Friday, May 30, 2008

The Priesthood, Useless, Corrupt: 1 Samuel 1-4:1

This post is part of a revolutionary Bible commentary sponsored by the Church of the Orange Sky.

Another book, another polygamous marriage gone sour. That's right, it's time to return to traditional patriarchy after a brief if flawed foray into women's standpoints in Ruth. The temple priesthood doesn't come off well in this one, either - in fact, in the beginning they seem pretty much useless. Perhaps this book is going to try to justify some alternative social order on the grounds that the priesthood is failed in its responsibilities.

An Ephraimite named Elkanah has two wives, one barren whom he loves, one with children whom he loves... less. Hannah is apparently emotionally abused by fertile Peninnah. After one particularly stressful festival in the holy city of Shiloh, Hannah goes to pray to God, vowing that if he lets her conceive a son, she will make sure he serves God forever as a Nazirite. Another Nazirite! Hopefully this one turns out better than Samson. Unfortunately, she meets Eli the priest, who is seated on a chair next to the tabernacle. He sees Hannah praying and decides she must be drunk, so he berates her about her drinking habits. Hannah protests that she was actually "pouring out my soul to the Lord." She is polite to him, but this must be a difficult episode - escaping her abusive co-wife and now being attacked by a priest. Eli decides to bless her anyways and she goes away cheerful. She gets the kid she asked for.
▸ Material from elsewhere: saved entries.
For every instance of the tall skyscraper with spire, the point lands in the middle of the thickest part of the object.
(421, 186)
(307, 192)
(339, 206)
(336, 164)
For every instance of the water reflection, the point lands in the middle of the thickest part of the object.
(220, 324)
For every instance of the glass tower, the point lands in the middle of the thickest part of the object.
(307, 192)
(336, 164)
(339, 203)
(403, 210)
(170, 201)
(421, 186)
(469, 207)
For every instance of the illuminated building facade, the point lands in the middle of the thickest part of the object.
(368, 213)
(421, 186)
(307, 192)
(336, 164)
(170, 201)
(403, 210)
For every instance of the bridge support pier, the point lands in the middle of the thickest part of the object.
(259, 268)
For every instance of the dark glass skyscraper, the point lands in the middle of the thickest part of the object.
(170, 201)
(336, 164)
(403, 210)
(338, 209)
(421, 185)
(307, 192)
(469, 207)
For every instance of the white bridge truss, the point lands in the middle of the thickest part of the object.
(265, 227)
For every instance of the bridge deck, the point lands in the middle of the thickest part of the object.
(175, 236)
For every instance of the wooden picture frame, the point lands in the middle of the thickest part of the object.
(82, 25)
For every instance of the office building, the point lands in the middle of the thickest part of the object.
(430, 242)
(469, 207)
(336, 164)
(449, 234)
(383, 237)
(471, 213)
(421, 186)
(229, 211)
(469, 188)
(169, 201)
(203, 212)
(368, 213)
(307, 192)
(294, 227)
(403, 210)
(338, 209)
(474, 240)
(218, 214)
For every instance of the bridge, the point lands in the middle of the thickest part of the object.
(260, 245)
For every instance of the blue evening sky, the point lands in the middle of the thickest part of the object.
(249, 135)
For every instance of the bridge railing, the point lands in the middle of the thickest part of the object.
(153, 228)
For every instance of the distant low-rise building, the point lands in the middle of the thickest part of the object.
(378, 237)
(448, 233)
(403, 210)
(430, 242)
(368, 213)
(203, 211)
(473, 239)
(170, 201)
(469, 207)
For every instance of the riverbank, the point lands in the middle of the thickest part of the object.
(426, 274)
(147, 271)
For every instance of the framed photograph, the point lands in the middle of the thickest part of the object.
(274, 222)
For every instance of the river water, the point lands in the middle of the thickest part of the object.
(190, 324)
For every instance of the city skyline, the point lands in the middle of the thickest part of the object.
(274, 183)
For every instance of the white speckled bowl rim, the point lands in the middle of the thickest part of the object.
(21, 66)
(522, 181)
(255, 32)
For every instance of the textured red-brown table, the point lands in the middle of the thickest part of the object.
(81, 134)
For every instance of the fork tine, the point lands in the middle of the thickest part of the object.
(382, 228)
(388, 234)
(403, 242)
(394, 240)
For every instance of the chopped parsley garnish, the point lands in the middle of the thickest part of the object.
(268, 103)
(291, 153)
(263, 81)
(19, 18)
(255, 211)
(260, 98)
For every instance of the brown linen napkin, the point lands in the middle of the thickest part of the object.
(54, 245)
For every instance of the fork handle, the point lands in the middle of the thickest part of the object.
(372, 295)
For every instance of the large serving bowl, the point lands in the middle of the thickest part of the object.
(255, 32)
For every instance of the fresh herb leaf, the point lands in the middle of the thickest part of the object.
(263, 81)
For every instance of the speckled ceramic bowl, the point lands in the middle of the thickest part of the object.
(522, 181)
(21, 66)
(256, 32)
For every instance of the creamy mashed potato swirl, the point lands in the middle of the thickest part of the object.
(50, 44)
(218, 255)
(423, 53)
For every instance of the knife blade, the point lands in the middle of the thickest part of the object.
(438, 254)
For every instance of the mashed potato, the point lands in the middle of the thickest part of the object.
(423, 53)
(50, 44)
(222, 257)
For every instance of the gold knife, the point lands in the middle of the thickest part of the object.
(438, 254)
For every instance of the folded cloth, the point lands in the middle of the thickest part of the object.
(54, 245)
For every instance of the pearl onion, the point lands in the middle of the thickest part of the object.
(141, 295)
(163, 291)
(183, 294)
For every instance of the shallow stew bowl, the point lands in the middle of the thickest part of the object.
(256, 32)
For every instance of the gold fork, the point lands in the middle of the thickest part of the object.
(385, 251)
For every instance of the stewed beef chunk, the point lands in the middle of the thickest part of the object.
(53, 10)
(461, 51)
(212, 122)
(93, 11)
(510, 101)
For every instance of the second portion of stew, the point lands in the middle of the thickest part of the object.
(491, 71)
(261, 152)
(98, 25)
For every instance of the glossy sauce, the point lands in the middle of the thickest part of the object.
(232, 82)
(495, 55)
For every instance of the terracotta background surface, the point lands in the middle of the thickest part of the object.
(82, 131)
Significantly, everything about Samuel concerns his mother: Elkanah wanders around a bit but takes no action. After Samuel is born, Eli is going back to the temple for the annual sacrifice, but Hannah tells her husband she won't be along: she's going to stay home with Samuel. Another insult for the priesthood! Hannah makes up for it by taking her son, after he's been weaned, and leaving him at the temple, swearing his live over to the Lord. This is a bit of a strange decision given that it looks like one of the themes of 1 Samuel is that the professional clergy are going to be corrupt and unlikeable, and it's also another disappointing episode for opponents of modern save haven laws, I'm sure. Hannah sings a song about her kid - it's usually women singing songs in ancient Israel, interestingly - and then Samuel is left to grow up under Eli. Let's see how that works out:

Eli's sons are "wicked men" who have "no regard for the Lord." Among other things, the priests have started taking an excessive commission in meat from sacrifices. This sort of price gouging was a "very great" sin, 1 Samuel tells us. What's probably worse, however, is that they are having sex with the female interns who "serve at the entrance" to the tabernacle. Eli discovers one of them in the act and is most irate.
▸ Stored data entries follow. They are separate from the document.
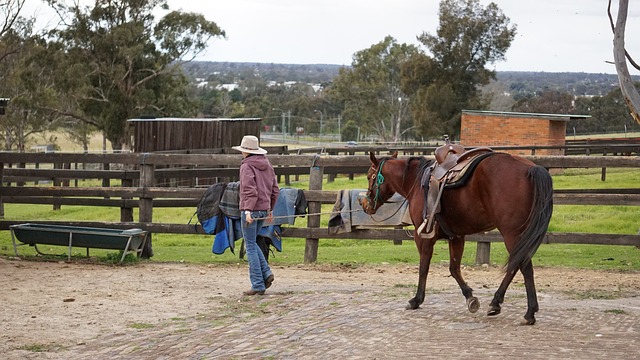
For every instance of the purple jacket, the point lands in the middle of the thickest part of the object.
(258, 184)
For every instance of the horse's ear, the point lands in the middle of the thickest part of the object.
(374, 161)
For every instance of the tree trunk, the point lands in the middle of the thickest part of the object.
(629, 92)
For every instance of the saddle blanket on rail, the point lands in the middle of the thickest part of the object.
(347, 212)
(227, 228)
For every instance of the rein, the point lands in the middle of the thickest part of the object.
(379, 181)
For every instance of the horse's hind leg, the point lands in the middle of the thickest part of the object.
(456, 249)
(532, 297)
(425, 248)
(498, 297)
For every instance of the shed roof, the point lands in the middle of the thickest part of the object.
(559, 117)
(193, 119)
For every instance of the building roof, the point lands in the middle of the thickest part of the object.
(193, 119)
(560, 117)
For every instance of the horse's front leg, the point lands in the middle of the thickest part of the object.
(425, 249)
(456, 249)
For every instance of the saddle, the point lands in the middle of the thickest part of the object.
(452, 163)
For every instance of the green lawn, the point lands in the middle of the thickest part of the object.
(197, 248)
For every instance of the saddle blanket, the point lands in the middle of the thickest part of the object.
(345, 215)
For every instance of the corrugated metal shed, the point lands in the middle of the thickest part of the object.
(165, 134)
(511, 114)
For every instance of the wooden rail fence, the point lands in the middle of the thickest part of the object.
(140, 173)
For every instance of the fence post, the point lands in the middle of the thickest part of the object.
(126, 213)
(147, 180)
(316, 174)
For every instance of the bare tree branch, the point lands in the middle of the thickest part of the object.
(629, 92)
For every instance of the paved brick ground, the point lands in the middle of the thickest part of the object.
(340, 323)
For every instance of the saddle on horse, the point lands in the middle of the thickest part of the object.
(452, 163)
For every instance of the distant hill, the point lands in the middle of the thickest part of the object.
(227, 72)
(513, 82)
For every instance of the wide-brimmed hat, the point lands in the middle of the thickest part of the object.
(251, 145)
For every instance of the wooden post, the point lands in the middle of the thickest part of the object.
(603, 174)
(147, 180)
(313, 221)
(398, 242)
(56, 182)
(126, 213)
(331, 177)
(483, 252)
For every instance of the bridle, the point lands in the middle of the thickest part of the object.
(379, 181)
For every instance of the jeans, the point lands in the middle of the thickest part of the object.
(259, 269)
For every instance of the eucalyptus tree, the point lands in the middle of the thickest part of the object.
(118, 61)
(469, 36)
(370, 90)
(621, 56)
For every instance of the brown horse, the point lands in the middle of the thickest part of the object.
(506, 192)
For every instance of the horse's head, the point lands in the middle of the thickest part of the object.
(378, 190)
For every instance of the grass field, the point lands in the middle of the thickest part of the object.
(197, 248)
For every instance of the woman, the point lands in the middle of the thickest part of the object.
(258, 194)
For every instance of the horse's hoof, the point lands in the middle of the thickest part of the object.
(493, 312)
(473, 304)
(528, 321)
(412, 305)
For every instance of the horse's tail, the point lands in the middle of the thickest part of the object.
(538, 220)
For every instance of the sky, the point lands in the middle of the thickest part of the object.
(552, 35)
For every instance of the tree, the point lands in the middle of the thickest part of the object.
(119, 62)
(548, 102)
(12, 25)
(370, 89)
(629, 91)
(608, 114)
(440, 86)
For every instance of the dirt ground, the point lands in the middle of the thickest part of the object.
(48, 306)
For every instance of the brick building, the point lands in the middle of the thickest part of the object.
(503, 128)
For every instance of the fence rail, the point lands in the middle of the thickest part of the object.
(140, 174)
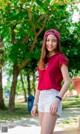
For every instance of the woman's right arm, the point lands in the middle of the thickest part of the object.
(36, 98)
(33, 111)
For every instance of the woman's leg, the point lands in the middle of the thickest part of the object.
(48, 123)
(41, 114)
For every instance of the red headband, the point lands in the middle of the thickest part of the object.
(52, 31)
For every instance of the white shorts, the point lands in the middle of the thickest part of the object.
(46, 98)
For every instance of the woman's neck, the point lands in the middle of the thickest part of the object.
(51, 54)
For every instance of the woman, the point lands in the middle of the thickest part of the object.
(53, 69)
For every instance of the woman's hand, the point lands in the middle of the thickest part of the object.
(33, 111)
(54, 106)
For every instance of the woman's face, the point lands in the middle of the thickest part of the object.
(51, 43)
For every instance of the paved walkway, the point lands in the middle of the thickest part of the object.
(31, 125)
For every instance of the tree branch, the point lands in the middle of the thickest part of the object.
(13, 34)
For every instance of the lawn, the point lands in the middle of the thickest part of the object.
(21, 110)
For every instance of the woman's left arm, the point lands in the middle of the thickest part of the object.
(66, 80)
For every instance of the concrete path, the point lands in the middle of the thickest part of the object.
(31, 125)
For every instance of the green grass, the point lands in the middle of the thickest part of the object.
(19, 113)
(21, 110)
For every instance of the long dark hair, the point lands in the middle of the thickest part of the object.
(44, 53)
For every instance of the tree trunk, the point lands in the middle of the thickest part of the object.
(1, 89)
(13, 87)
(28, 81)
(34, 82)
(23, 88)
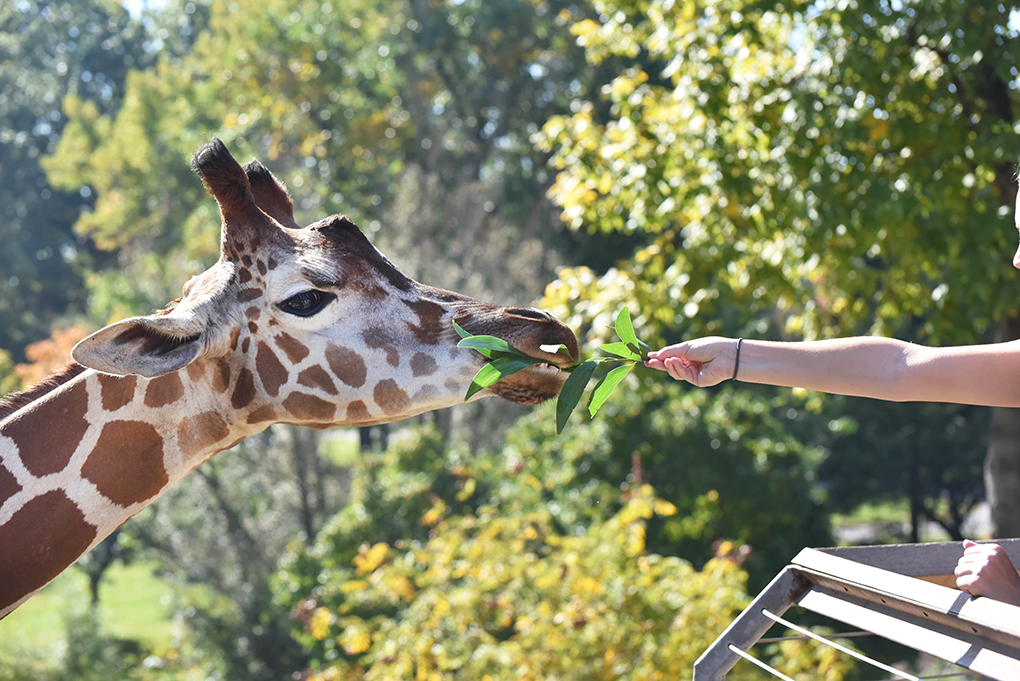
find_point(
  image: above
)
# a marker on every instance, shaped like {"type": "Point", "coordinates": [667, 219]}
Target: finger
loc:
{"type": "Point", "coordinates": [675, 368]}
{"type": "Point", "coordinates": [678, 350]}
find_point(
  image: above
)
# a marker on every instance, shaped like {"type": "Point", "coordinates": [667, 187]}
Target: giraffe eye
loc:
{"type": "Point", "coordinates": [307, 303]}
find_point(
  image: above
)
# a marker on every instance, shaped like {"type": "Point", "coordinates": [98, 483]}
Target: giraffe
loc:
{"type": "Point", "coordinates": [309, 326]}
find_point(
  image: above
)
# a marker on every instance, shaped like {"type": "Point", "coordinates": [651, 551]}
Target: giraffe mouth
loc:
{"type": "Point", "coordinates": [532, 385]}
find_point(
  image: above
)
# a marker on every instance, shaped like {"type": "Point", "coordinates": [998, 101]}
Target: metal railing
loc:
{"type": "Point", "coordinates": [905, 593]}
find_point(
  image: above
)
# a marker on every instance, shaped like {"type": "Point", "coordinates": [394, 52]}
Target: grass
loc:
{"type": "Point", "coordinates": [133, 605]}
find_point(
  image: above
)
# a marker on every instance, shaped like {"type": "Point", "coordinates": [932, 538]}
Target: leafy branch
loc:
{"type": "Point", "coordinates": [507, 360]}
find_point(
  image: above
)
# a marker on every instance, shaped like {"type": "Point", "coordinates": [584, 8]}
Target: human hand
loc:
{"type": "Point", "coordinates": [703, 362]}
{"type": "Point", "coordinates": [985, 570]}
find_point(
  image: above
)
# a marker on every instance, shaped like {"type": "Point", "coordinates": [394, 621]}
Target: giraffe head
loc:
{"type": "Point", "coordinates": [313, 325]}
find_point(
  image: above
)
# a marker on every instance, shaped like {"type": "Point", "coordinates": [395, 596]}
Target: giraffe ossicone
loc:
{"type": "Point", "coordinates": [309, 326]}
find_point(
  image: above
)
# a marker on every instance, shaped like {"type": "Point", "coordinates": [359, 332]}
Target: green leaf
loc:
{"type": "Point", "coordinates": [606, 386]}
{"type": "Point", "coordinates": [495, 371]}
{"type": "Point", "coordinates": [572, 389]}
{"type": "Point", "coordinates": [556, 350]}
{"type": "Point", "coordinates": [488, 346]}
{"type": "Point", "coordinates": [620, 350]}
{"type": "Point", "coordinates": [624, 328]}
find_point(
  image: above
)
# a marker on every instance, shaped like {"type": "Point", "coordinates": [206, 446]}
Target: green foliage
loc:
{"type": "Point", "coordinates": [513, 597]}
{"type": "Point", "coordinates": [82, 49]}
{"type": "Point", "coordinates": [507, 360]}
{"type": "Point", "coordinates": [814, 186]}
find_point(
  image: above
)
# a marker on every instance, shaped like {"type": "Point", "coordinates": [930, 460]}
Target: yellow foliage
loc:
{"type": "Point", "coordinates": [318, 626]}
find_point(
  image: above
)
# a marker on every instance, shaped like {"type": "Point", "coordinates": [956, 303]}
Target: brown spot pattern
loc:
{"type": "Point", "coordinates": [315, 376]}
{"type": "Point", "coordinates": [270, 370]}
{"type": "Point", "coordinates": [198, 433]}
{"type": "Point", "coordinates": [423, 365]}
{"type": "Point", "coordinates": [244, 390]}
{"type": "Point", "coordinates": [116, 391]}
{"type": "Point", "coordinates": [164, 390]}
{"type": "Point", "coordinates": [196, 370]}
{"type": "Point", "coordinates": [39, 541]}
{"type": "Point", "coordinates": [262, 414]}
{"type": "Point", "coordinates": [308, 407]}
{"type": "Point", "coordinates": [8, 485]}
{"type": "Point", "coordinates": [429, 328]}
{"type": "Point", "coordinates": [47, 450]}
{"type": "Point", "coordinates": [126, 464]}
{"type": "Point", "coordinates": [377, 337]}
{"type": "Point", "coordinates": [356, 411]}
{"type": "Point", "coordinates": [391, 398]}
{"type": "Point", "coordinates": [347, 365]}
{"type": "Point", "coordinates": [221, 376]}
{"type": "Point", "coordinates": [293, 348]}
Meanwhile, Samuel has helped minister for them and "grows up in the presence of the Lord," even though he's an Ephraimite. This, too, tells us that the Aaronite priesthood has fallen, since the Levites have let outsiders perform religious duties. He's more righteous than they are.

Eventually, an anonymous prophet foretells the complete doom of the Aaronite high priesthood. He appears to Eli and declares that God has had enough with the priests. He will only honour those who honour him. Eli's sons are going to die - on the same day, no less - and a new "faithful priest" will be appointed directly by God.

So what's the priesthood for? When the new high priest is appointed, God claims, the remnants of the old priesthood will come before him and ask for jobs so that they "can have food to eat."

In due course, God appoints Samuel to be the new high priest, even though he isn't even a Levite. Eli is old and nearly blind. God calls Samuel, but in what must be a deliberately humorous passage, Samuel initially mistakes the calling for the voice of Eli. The third time he makes this mistake, Eli concludes that it must be God. God prophecies that Eli's entire house will be shamed for what they have done to the priesthood. A reluctant Samuel tells this to Eli, who seems unhappy but lets Samuel step forward as the new prophet of God.

Despite the pro-priesthood clauses of Leviticus and Numbers, much of the Bible has continued to be notably skeptical of the professionally and genealogically religious (which, among other reasons, is why I expressed surprise when God supposedly established an inherited priesthood under Aaron during those books back in the Torah). It looks like we're going to continue the skeptical trend, with a certain cynical tinge: priests assuming that praying women are drunk, pastors' kids hooking up in the sanctuary, God choosing an outsider as his new prophet, and so on. I don't remember most of the Samuel books being about the priesthood, so presumably this also serves as a quick way to get the priests out of the way so we can focus on the prophets again.